Smurfit Kappa is headquartered in Dublin and employs around 47,000 staff globally.
The company said that any deal would be subject to shareholder approval, due diligence and regulatory approval.
In an effort to boost the beleaguered market, the Financial Conduct Authority (FCA) has consulted on proposals to water down some of London’s listings rules.
The regulator has proposed to replace the current premium and standard system with a “single segment” regime with less onerous rules.
At present, only companies with a premium listing are eligible to be included in the FTSE indexes – which are influential, because they are tracked by passive funds. It means that scrapping the current regime would mark one of the most significant overhauls of London’s stock market rules since the 1980s.

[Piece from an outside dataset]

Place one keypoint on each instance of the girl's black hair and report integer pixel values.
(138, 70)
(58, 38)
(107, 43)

However, the proposals have faced criticism from pension chiefs, who recently warned the City watchdog against watering down its rulebook, claiming that the proposed reforms would strip back protections for shareholders and damage the UK’s reputation.
Xavier Rolet, who led the LSE between 2009 and 2017, previously told The Telegraph that government and regulatory efforts to make London a more competitive financial centre were a “sideshow of a sideshow” and a “complete waste of time”.
Only 18 listings took place on the LSE during the first six months of the year, down from 26 last year.
The combined group would retain a secondary listing on the LSE if the deal is agreed.